Un sismo de magnitud 4.6 sacudió la madrugada de este domingo 19 de julio a los habitantes de la zona de Los Santos, en el departamento de Santander, según el reporte preliminar entregado por el Servicio Geológico Colombiano (SGC). El movimiento telúrico ocurrió exactamente a la 1:44 de la madrugada, hora local, y, de acuerdo con la información inicial, su epicentro se localizó a 9 kilómetros del municipio de Los Santos, así como a 12 kilómetros de los municipios de Jordán y Zapatoca, en la misma región.
La profundidad del sismo fue calculada en 158 kilómetros, un dato que resulta relevante para entender su percepción en la superficie. A pesar de tratarse de un evento de magnitud considerable, los expertos explican que, según la Escala Macrosísmica Europea (EMS-98), una magnitud 4 es considerada como “sentida ampliamente”, lo que significa que muchas personas la perciben dentro de edificaciones y que objetos como ventanas y platos pueden vibrar. El Servicio Geológico Colombiano ha advertido que la información es preliminar y está sujeta a cambios en magnitud y ubicación exacta a medida que se realicen los análisis correspondientes.
Un país en constante actividad sísmica
Colombia se encuentra en una de las regiones geológicamente más activas del planeta: el Cinturón de Fuego del Pacífico. Esta zona concentra el 75% de los volcanes del mundo y es el escenario del 80% de los temblores más fuertes registrados a nivel global. La razón de esta alta actividad sísmica en territorio colombiano radica en que el país se asienta sobre dos áreas de subducción principales: el choque de la placa de Nazca con la placa Sudamericana y, de forma paralela, el roce de la placa del Caribe con la placa Sudamericana.
Dentro de esta dinámica, el municipio de Los Santos ocupa un lugar particular. No solo es el punto más activo del país, sino que es reconocido como la segunda zona más sísmica del mundo. Los departamentos que presentan la mayor actividad sísmica en Colombia son Nariño, Chocó, Caldas y Santander, siendo este último el que nuevamente se vio protagonista en el amanecer del domingo.

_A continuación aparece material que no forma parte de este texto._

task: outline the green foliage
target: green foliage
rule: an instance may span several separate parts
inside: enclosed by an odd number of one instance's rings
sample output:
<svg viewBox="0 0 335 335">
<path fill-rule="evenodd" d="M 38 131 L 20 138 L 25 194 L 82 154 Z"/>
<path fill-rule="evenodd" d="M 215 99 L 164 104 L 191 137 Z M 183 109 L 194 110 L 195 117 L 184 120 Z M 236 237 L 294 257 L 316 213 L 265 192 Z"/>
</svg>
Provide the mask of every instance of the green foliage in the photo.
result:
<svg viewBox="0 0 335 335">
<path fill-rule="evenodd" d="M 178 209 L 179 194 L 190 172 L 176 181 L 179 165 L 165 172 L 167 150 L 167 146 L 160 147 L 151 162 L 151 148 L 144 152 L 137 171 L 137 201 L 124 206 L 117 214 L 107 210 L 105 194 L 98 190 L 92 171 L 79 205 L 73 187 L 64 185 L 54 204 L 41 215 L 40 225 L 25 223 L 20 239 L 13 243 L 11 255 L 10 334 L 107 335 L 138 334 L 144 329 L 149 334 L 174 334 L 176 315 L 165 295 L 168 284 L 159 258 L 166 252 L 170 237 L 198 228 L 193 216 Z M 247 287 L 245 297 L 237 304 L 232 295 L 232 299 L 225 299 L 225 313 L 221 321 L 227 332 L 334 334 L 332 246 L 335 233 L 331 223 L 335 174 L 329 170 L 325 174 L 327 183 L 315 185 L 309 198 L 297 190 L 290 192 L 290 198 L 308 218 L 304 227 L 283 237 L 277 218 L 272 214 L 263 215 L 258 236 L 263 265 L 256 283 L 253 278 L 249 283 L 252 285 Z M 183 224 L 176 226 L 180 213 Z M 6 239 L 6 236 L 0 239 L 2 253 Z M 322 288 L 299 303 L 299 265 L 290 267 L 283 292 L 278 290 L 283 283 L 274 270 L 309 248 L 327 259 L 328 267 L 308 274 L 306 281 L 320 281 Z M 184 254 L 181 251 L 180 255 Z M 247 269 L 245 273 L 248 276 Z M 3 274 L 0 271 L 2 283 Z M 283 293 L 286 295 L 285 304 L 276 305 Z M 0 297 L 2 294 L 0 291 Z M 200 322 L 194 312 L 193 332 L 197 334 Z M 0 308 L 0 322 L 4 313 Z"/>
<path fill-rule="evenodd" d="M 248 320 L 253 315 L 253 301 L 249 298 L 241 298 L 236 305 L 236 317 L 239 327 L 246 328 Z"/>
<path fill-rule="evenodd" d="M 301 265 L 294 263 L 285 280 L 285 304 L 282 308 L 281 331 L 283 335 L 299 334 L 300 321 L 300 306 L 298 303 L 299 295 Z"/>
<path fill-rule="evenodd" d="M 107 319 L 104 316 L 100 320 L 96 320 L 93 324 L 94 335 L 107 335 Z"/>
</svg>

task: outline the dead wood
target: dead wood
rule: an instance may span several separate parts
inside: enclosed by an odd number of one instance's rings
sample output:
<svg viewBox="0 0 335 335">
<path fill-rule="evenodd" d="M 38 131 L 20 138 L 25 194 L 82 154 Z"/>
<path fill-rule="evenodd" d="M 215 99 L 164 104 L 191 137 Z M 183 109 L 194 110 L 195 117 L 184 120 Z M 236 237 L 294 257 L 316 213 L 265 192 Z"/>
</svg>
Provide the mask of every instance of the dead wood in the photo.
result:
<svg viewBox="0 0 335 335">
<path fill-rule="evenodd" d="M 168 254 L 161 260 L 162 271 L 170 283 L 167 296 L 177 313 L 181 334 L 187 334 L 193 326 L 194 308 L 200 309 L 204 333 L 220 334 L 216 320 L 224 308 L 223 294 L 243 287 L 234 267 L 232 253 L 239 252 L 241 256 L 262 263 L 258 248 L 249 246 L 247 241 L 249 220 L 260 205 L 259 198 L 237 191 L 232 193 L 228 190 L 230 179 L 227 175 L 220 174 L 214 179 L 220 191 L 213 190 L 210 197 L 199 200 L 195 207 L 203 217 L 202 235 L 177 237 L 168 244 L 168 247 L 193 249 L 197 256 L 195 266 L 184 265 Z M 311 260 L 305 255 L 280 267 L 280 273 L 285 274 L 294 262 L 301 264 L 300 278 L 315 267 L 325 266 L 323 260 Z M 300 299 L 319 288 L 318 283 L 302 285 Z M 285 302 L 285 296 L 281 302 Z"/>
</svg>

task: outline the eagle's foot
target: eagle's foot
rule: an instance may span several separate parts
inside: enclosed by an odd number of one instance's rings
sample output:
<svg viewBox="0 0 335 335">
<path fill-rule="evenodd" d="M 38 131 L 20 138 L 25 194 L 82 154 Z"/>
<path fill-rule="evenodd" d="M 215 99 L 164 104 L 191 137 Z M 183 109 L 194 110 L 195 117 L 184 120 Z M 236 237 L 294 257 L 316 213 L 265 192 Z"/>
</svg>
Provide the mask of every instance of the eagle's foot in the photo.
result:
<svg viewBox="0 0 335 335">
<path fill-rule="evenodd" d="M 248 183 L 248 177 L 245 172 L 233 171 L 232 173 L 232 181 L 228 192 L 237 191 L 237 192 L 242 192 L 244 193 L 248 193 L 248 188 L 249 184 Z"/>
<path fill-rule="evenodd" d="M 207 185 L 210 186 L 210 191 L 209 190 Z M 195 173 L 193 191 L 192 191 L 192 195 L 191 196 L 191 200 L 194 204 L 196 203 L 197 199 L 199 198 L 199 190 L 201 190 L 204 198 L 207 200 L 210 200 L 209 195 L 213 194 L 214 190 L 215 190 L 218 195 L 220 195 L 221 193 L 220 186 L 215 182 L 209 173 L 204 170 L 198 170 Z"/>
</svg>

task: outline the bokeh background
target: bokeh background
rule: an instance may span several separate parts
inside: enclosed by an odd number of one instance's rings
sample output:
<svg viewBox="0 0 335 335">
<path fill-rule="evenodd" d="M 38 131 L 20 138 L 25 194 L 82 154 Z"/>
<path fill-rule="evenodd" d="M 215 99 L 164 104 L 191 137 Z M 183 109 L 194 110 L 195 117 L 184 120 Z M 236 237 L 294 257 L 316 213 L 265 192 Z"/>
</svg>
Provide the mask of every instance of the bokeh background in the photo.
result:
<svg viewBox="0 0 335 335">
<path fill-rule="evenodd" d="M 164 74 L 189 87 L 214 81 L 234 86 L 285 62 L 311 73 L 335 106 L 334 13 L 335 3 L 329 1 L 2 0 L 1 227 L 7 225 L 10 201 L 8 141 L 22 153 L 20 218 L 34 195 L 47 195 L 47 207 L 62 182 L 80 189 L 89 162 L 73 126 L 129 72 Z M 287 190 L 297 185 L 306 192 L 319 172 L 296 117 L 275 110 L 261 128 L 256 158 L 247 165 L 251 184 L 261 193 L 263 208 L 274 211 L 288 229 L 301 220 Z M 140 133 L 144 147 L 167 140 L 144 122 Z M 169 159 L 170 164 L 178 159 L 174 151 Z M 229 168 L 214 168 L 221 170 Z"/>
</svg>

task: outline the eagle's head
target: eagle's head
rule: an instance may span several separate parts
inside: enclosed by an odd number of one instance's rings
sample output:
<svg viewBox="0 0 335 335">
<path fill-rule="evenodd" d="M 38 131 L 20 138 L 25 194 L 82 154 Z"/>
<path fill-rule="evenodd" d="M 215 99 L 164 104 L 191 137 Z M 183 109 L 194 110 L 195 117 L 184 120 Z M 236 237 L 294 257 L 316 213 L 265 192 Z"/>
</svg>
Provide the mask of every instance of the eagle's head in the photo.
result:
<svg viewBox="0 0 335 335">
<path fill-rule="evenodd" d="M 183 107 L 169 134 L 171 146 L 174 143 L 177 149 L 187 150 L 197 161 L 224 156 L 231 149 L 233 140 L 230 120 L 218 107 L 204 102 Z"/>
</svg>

Lecciones de la historia sísmica
El movimiento telúrico de este fin de semana es un nuevo recordatorio de la vulnerabilidad sísmica del país. La historia de Colombia está marcada por eventos catastróficos que han dejado profundas cicatrices. En 1868, un terremoto entre Ecuador y Colombia causó aproximadamente 70,000 víctimas mortales. Siete años después, en 1875, el terremoto de Cúcuta alcanzó una magnitud estimada entre 7.5 y 8.5, arrasando con la ciudad. Ya en el siglo XX, el sismo y tsunami de 1906, con una magnitud de 8.8, dejó un saldo de 1,500 muertos. Más cerca en el tiempo, el terremoto de Páez de 1994 (magnitud 6.4) cobró la vida de 800 personas, y el devastador terremoto del Eje Cafetero de 1999 (magnitud 6.2) es recordado por haber causado más de 1,000 fallecidos, marcando a toda una generación en el centro del país.
El evento de Los Santos, aunque de menor magnitud y sin reportes de daños graves en las primeras horas, subraya la importancia de mantener la cultura de la prevención y la preparación ante una amenaza geológica que es inherente a la geografía colombiana.